Within the fourth automobile, I needed to crawl inside to succeed in a gentleman who was slumped over with an occluded airway. I used to be capable of raise his head till I may hear him respiration. I may see that he was hemorrhaging and really feel that he was going into shock as a result of his pores and skin was chilly. A robotic couldn’t have gotten within the automobile to make these assessments.

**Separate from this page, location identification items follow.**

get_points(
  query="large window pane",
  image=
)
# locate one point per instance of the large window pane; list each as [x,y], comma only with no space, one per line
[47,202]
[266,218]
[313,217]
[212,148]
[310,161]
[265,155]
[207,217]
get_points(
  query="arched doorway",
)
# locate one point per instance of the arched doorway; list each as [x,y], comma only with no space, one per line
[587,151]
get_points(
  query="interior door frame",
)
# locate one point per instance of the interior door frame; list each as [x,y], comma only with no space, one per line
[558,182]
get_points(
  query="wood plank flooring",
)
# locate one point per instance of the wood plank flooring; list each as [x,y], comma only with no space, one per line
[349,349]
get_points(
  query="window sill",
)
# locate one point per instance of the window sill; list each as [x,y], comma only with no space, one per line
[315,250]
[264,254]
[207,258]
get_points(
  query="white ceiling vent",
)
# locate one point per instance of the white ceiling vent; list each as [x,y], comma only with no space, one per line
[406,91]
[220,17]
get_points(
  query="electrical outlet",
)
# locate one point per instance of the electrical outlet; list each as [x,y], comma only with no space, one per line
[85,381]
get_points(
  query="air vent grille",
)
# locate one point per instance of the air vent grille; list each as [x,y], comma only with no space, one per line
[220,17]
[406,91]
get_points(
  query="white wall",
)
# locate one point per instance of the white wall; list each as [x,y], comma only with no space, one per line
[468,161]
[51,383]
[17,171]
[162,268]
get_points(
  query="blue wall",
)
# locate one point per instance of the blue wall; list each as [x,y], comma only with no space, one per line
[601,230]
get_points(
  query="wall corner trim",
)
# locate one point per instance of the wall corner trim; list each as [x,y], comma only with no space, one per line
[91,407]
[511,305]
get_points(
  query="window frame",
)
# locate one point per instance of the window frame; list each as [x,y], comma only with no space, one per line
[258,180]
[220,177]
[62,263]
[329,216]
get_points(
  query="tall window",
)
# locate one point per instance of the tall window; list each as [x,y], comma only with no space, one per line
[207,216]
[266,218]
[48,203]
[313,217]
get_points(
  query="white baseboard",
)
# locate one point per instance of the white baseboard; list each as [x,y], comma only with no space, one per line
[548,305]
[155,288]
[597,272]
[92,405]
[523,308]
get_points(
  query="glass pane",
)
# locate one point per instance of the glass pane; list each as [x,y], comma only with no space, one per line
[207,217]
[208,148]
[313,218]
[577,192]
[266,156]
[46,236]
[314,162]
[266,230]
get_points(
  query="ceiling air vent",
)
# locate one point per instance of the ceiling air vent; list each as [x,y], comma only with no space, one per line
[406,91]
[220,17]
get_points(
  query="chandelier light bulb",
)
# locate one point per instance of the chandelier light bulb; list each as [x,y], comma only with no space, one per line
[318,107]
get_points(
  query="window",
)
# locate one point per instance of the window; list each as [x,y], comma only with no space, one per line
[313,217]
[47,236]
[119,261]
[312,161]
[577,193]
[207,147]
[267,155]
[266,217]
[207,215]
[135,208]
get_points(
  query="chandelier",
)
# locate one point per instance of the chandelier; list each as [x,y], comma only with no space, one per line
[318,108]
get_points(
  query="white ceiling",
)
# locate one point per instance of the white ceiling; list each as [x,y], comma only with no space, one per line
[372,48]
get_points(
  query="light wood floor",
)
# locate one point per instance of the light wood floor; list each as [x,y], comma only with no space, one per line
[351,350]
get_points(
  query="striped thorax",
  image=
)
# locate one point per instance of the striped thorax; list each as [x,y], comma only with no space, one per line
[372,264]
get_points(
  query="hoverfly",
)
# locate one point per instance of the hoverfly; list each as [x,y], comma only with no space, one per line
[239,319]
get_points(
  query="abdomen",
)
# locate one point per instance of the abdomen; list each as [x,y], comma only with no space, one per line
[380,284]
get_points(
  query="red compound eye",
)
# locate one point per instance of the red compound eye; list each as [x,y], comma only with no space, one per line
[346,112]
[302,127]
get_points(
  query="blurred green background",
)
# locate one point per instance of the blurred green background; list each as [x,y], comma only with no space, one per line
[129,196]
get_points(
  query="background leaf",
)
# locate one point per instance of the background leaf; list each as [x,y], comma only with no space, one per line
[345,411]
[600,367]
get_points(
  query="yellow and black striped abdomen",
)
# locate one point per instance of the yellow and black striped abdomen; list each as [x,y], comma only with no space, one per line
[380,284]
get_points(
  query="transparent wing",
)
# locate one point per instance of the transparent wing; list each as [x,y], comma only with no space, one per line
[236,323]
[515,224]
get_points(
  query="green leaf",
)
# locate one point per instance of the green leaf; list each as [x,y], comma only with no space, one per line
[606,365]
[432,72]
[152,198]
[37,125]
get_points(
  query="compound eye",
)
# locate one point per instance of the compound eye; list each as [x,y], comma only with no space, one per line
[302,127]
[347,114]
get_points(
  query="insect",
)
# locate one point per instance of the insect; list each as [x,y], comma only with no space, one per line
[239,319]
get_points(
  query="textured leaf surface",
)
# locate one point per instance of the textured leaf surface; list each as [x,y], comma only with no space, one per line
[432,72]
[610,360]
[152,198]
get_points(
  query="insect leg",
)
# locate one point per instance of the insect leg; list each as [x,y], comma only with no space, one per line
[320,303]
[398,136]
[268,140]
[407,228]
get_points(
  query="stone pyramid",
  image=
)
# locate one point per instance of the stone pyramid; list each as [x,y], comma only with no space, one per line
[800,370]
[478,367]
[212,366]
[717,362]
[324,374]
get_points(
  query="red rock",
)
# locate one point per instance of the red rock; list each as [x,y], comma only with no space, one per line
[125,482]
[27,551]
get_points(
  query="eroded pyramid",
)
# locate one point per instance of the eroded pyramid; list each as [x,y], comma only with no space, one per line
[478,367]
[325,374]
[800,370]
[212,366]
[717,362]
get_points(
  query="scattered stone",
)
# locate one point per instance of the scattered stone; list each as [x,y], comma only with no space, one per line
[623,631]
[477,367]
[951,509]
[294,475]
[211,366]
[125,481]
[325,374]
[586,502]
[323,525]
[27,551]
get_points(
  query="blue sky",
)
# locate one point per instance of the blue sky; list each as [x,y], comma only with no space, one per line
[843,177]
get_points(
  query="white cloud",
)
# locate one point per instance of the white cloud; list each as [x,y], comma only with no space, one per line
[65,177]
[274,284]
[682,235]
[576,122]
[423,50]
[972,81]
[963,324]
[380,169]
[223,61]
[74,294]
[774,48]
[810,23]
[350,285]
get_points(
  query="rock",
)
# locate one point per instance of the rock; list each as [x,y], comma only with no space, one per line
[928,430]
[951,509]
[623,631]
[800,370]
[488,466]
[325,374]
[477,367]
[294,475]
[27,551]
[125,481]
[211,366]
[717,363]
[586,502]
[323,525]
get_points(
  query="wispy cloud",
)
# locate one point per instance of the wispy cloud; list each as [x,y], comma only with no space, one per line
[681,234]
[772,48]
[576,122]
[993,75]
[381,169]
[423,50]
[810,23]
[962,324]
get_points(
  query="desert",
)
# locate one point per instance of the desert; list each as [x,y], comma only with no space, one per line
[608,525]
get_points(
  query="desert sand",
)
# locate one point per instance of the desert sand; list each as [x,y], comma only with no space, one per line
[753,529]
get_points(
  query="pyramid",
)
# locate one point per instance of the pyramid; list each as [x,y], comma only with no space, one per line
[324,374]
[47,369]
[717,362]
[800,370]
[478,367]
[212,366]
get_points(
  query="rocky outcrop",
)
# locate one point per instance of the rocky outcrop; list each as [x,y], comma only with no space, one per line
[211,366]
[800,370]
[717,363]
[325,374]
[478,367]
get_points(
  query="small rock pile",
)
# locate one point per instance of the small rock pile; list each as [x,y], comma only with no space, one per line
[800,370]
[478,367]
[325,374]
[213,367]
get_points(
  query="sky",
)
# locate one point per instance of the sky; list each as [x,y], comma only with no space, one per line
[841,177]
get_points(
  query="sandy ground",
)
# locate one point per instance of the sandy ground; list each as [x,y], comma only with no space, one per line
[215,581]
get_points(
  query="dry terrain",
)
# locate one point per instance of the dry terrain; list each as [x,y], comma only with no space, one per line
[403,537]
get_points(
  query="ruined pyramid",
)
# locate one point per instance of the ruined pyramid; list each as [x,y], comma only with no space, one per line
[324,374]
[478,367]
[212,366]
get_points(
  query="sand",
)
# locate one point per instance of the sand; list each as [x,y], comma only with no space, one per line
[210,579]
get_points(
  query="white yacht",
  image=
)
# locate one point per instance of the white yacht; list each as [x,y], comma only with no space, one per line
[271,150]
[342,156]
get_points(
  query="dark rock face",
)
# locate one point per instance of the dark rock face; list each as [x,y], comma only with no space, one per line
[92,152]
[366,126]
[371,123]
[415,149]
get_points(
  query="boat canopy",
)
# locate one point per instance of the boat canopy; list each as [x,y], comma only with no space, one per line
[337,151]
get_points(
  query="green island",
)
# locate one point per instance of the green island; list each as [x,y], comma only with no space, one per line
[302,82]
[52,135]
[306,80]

This problem includes enabling robots to remotely gather this knowledge—can they detect coronary heart charge from modifications in pores and skin shade or hear respiration from a distance? If I’d had these capabilities, it might have helped me determine the individual at biggest danger and gotten to them first.
How do you design tech for triage?
Elenberg: The system must be easy. For instance, I can’t have a tool that’s going to power a medic to take their fingers away from their affected person. What we got here up with is a vest-mounted Android telephone that flips down at chest peak to show a map that has the GPS location of all the casualties on it and their triage precedence as coloured dots, autonomously populated from the workforce of robots.
Are the robots dwelling as much as the hype?
Elenberg: From my time in service, I do know the one strategy to perceive true functionality is to construct it, take a look at it, and break it. With this problem, I’m studying via end-to-end techniques integration—sensing, communications, autonomy, and subject testing in actual environments. That is artwork and science coming collectively, and whereas the know-how nonetheless has limitations, the tempo of progress is extraordinary.
What can be a win for you?
Elenberg: I already really feel like we’ve gained. Exhibiting responders precisely the place casualties are and estimating who wants consideration most—that’s an enormous step ahead for catastrophe medication. The following milestone is recognizing particular damage patterns and the possible life-saving interventions wanted, however that may come.
This text seems within the January 2026 print difficulty as “Kimberly Elenberg.”